Let's start with produce. Conventional red peppers at Stew Leonard's were $3.99 per pound. Whole Foods? $3.99. Non-organic nectarines at Stew's also rang in at $3.99 per pound while organic peaches at Whole Foods were on sale for $2.49. Interesting, since organic is usually much more expensive than non-organic. I was hard-pressed to find organic fruits or veggies at Stew's, but it's worth noting that, because nectarines and peaches are high on the list of pesticide-absorbing foods, it's always better to go with organic varieties of these if possible. No cherries at Whole Foods, but the ones at Stew Leonard's were $9.99 per pound, which sounds like about as much as can legally be charged for cherries.

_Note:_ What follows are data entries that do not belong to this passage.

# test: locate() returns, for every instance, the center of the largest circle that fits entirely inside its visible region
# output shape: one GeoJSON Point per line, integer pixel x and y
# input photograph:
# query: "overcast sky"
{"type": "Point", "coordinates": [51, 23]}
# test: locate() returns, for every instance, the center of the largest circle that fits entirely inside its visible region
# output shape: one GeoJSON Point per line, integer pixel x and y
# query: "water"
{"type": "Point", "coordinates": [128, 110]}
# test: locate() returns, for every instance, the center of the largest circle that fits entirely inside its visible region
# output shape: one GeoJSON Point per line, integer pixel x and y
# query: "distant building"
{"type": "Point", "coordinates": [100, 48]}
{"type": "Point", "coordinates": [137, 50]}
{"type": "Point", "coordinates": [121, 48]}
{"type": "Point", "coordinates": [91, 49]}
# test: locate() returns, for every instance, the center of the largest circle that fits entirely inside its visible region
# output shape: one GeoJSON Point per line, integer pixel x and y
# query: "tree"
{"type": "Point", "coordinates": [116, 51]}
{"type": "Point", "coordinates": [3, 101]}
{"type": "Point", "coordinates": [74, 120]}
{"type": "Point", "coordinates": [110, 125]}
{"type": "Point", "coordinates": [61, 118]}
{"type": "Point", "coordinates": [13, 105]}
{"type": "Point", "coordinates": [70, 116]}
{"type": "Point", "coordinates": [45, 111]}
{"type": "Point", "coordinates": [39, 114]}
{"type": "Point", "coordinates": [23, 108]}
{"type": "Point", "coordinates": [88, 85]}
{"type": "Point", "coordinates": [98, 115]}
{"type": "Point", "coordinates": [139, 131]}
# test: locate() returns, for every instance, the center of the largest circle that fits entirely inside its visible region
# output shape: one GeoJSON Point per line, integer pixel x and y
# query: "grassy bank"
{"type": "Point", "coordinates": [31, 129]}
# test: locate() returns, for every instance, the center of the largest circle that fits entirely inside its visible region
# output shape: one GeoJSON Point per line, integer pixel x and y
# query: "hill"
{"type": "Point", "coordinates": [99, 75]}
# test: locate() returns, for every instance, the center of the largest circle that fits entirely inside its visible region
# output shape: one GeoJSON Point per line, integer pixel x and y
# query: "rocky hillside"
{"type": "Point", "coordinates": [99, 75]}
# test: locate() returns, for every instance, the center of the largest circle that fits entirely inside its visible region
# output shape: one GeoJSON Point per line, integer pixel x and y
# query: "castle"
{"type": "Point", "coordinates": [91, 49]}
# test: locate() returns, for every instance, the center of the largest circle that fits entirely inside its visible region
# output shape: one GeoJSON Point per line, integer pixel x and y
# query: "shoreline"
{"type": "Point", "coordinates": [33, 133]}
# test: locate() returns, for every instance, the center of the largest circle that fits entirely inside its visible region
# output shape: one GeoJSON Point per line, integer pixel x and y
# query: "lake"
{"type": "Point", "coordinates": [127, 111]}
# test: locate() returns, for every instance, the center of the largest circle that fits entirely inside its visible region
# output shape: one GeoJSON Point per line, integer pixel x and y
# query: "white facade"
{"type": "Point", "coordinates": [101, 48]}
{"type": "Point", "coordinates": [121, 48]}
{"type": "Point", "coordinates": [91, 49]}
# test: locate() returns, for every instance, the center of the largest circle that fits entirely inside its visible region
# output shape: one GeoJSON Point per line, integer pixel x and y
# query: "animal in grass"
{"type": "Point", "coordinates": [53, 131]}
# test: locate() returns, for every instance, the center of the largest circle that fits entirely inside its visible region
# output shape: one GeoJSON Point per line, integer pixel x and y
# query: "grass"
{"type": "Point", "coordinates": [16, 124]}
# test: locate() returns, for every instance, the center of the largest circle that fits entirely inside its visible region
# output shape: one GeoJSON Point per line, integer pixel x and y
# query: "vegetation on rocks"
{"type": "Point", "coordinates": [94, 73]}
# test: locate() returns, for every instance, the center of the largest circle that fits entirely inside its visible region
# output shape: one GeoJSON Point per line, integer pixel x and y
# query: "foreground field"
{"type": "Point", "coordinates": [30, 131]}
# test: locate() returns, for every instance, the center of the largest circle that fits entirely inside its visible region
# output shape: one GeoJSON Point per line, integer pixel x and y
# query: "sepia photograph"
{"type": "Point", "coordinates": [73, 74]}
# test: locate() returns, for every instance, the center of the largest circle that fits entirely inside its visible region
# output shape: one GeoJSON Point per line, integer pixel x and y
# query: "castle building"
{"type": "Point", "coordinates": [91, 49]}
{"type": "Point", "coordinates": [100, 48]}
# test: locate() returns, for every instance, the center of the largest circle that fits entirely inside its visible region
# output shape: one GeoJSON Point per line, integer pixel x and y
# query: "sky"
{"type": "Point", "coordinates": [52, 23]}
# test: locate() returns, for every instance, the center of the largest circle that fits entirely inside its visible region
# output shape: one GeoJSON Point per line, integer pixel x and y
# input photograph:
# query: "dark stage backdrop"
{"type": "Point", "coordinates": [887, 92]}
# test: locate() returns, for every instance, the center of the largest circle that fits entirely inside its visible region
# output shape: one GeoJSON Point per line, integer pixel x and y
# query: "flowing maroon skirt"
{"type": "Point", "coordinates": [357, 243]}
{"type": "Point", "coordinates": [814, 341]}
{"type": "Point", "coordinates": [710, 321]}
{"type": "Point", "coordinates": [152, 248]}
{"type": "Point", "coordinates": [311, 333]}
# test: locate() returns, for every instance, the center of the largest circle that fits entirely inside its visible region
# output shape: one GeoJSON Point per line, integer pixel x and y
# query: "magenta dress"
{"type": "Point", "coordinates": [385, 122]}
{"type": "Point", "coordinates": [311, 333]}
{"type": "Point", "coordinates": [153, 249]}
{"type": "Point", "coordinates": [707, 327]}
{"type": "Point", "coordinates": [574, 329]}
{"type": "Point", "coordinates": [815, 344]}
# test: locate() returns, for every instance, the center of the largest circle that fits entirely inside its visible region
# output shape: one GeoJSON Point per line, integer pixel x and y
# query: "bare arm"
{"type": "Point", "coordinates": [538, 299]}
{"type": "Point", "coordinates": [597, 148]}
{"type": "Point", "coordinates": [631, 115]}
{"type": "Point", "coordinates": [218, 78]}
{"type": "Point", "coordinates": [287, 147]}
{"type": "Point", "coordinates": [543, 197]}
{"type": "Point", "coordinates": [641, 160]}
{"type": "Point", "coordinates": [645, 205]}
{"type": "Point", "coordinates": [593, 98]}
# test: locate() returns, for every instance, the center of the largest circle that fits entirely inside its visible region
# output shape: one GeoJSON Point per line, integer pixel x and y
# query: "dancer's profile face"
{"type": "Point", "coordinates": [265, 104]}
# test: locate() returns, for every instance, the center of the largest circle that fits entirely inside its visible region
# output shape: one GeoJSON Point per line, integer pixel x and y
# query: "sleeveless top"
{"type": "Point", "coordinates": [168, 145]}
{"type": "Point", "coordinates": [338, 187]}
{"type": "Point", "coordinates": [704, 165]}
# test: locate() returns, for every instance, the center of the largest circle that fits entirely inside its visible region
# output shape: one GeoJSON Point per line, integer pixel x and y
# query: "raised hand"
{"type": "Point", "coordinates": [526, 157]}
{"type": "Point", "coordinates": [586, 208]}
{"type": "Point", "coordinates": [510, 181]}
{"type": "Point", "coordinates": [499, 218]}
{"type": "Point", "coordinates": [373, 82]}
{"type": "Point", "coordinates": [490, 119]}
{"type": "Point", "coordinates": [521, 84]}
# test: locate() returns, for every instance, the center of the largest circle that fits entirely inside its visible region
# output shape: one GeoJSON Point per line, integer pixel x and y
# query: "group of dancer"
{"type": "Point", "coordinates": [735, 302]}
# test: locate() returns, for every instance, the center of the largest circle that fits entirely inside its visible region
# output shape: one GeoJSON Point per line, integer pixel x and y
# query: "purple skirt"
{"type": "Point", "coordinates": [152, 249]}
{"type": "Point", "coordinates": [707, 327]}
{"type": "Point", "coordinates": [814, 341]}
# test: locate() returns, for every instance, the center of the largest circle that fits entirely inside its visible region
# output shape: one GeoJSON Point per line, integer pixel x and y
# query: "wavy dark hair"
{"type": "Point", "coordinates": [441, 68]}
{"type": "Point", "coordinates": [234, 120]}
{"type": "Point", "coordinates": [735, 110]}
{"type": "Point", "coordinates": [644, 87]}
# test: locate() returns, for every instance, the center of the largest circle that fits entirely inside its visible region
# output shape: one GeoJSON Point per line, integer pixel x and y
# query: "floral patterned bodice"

All-natural, boneless, skinless chicken breasts were $3.49 per pound at Stew Leonard's - and only $1.69 at Whole Foods! A gallon of Whole Foods milk (not organic) at $1.99 was slightly higher than Stew's gallon at $1.89. Another higher price at Whole Foods was $2.49 for a dozen eggs compared to Stew's $1.99. But the eggs at Whole Foods came from antibiotic-free chickens which, if you care about that kind of thing, is an important difference.
See where I'm going with this? You can score further savings at Whole Foods by picking their "generic" store brand, 365, which includes everything from mustard to crackers to breakfast cereals. The line features organic versions of household names like Ritz or Cheerios, usually for less (and without the genetically-modified ingredients).
Can cheaper food be found? Yes - but not of the same quality as Whole Foods. And you can scoff at the term "organic," but if other green practices like recycling are important to you, then you should know that promoting sustainable cuisine is just as crucial a step in saving the Earth. So, come May 19...I'll see you in Darien.